Hôtel­le­rie et restauration

Le Mercato d’Aarberg existe depuis une bonne ving­taine d’années. De jeunes adul­tes qui sortent d’une péri­ode diffi­cile peuvent reprendre pied en travail­lant dans la pizze­ria. Pour le moment, le projet lutte avec les contri­bu­ti­ons de plus en plus maig­res des services sociaux de Berne, dont il dépend grandement. 

En 2006, Res Balzli a donné à la fonda­tion Pays des merveil­les l’auberge aux 4 Vents de Gran­ges-Paccot à côté de Fribourg. Avec Cathe­rine Port­mann, il avait fait de cette anci­enne maison patri­ci­enne un lieu de retrait roman­tique, un espace de calme et de repos pour les cita­dins. Aujourd’hui, l’hôtel est dirigé de manière tradi­ti­onnelle par deux loca­tai­res. Ce terrain autre­fois à usage privé agré­menté d’arbres extra­or­di­naires a été ouvert au public. 

Un lieu plein de dignité

Le Sleep-In, un asile de nuit à Bienne, est un autre projet ouvert toute l’année. Pour six francs, les person­nes sans-abri, souf­frant de dépen­dance ou touchées par des problè­mes psycho­lo­gi­ques ont droit à un lit et à un déjeu­ner. Le projet dispose d’un cont­rat de service avec Bienne. Les deux anci­ens proprié­tai­res voulai­ent offrir l’immeuble à la ville qui n’en voulait guère. La fonda­tion Pays des merveil­les l’a donc repris et a orga­nisé les réno­va­tions dans la foulée. Et ce, par respect pour les person­nes qui l’utilisent. Une fois par an, pendant la semaine de réno­va­tion, tous les travaux à faire sont orga­ni­sés et les person­nes qui veulent aider peuvent mettre la main à la pâte. Parfois aussi celles qui l’utilisent. 
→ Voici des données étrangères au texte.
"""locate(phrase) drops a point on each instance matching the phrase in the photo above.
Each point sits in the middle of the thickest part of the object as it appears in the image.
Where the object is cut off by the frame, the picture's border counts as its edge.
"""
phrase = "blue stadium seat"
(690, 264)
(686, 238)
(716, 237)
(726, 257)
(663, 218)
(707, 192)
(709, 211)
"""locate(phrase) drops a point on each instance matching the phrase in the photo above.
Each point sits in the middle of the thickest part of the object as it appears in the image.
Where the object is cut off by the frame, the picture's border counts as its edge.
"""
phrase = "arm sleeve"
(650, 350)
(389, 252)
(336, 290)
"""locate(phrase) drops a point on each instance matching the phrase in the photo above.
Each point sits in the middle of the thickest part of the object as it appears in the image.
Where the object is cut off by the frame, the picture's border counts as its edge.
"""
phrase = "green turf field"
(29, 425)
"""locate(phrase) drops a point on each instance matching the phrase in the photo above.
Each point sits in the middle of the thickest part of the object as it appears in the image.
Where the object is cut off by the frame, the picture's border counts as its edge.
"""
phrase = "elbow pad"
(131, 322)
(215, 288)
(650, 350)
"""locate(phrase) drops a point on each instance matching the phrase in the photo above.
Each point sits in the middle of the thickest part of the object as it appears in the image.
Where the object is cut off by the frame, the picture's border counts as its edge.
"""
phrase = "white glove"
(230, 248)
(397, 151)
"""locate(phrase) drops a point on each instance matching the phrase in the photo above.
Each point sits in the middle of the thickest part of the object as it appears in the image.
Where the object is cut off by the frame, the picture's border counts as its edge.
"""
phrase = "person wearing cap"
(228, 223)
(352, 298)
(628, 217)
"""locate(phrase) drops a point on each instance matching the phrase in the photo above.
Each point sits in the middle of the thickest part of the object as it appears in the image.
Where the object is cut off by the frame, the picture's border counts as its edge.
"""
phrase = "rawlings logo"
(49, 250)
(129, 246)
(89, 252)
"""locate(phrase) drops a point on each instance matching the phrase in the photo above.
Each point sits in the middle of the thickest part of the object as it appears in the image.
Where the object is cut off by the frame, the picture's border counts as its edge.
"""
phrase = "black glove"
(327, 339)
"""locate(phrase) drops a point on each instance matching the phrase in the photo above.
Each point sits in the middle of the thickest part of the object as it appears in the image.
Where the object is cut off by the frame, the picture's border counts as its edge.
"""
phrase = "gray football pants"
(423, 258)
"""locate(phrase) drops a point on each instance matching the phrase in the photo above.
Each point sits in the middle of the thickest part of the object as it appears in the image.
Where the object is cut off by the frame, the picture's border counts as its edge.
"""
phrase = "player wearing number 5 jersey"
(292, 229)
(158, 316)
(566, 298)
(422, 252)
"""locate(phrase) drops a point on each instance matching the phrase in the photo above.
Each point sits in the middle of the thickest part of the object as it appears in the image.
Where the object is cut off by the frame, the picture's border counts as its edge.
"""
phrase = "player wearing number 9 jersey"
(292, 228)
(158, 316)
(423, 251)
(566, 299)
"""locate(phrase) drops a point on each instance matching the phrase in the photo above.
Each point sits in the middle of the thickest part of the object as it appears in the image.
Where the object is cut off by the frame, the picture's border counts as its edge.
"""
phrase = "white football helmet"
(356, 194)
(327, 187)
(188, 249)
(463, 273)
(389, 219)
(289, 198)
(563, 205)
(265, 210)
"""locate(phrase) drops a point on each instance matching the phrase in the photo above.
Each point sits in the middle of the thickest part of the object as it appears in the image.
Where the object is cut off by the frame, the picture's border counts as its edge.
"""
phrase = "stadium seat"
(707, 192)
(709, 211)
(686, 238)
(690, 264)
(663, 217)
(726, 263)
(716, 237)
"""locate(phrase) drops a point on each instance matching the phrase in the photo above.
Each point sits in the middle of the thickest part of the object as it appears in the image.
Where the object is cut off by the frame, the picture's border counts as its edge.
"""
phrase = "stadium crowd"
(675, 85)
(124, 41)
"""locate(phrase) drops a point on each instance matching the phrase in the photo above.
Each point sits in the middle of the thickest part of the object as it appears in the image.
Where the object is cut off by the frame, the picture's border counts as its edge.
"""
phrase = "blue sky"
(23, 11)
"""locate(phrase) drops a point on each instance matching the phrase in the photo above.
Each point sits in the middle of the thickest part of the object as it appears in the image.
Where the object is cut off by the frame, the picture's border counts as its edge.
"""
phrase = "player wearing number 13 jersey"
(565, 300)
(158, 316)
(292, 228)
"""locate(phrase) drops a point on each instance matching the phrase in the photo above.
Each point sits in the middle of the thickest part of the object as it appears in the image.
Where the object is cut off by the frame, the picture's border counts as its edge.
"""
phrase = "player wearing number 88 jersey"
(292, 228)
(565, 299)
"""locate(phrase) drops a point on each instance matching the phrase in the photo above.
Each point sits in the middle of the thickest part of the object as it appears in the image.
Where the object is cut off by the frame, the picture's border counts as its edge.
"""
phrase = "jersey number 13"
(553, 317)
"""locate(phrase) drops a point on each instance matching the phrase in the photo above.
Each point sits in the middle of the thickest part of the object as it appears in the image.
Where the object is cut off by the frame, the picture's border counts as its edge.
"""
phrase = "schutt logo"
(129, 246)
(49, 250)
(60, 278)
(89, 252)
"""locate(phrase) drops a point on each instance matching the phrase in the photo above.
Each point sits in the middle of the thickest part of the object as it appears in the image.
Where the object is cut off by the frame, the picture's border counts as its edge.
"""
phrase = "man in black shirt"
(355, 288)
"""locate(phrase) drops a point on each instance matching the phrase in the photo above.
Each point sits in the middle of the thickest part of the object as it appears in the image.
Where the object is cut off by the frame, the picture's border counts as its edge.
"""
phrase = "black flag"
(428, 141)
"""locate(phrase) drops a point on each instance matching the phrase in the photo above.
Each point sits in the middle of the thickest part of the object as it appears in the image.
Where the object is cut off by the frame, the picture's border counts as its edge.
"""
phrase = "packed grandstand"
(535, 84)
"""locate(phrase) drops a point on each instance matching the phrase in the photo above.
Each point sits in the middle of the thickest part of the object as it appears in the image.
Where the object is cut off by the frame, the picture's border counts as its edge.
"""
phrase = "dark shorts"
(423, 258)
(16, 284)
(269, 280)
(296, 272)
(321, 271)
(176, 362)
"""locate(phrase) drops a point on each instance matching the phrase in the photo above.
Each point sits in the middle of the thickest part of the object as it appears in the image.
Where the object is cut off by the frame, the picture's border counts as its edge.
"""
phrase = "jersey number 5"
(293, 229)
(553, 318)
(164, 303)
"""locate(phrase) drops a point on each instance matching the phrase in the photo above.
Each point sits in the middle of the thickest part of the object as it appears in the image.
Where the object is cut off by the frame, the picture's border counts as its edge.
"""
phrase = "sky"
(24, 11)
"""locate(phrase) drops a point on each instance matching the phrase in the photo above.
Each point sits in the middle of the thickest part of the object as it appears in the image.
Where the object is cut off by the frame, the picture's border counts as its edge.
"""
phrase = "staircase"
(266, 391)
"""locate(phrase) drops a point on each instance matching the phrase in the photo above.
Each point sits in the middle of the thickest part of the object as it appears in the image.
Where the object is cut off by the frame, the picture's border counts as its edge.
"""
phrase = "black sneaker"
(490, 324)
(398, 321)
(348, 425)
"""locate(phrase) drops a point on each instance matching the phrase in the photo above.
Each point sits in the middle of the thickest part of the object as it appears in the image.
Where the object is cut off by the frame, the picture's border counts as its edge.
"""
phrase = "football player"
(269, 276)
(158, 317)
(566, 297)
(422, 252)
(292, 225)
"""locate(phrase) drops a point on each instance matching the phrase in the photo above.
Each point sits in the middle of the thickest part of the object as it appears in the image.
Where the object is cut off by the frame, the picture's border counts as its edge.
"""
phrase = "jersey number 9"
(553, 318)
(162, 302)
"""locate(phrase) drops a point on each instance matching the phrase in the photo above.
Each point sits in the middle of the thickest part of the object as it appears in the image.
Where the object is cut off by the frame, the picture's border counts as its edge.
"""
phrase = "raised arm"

Chaque immeuble de la fonda­tion Pays des merveil­les a sa propre histoire. Le nom est d’ailleurs un hommage à la mère des Balzli. En effet, une grande partie des fonds a été léguée par Alice Balzli-Vischer, et pour eux, cela rappelle «Alice au pays des merveilles». 

Dans le conte du même nom, que l’on doit à Lewis Carroll, Alice demande au Lapin: «Combien de temps dure l’éternité?» et lui de répondre «parfois, juste une seconde». D’ailleurs, sur toutes les lett­res, l’on peut lire: «Alice aux pays des mères veille.» Ainsi, Alice sera toujours là pour garder un œil sur la fondation.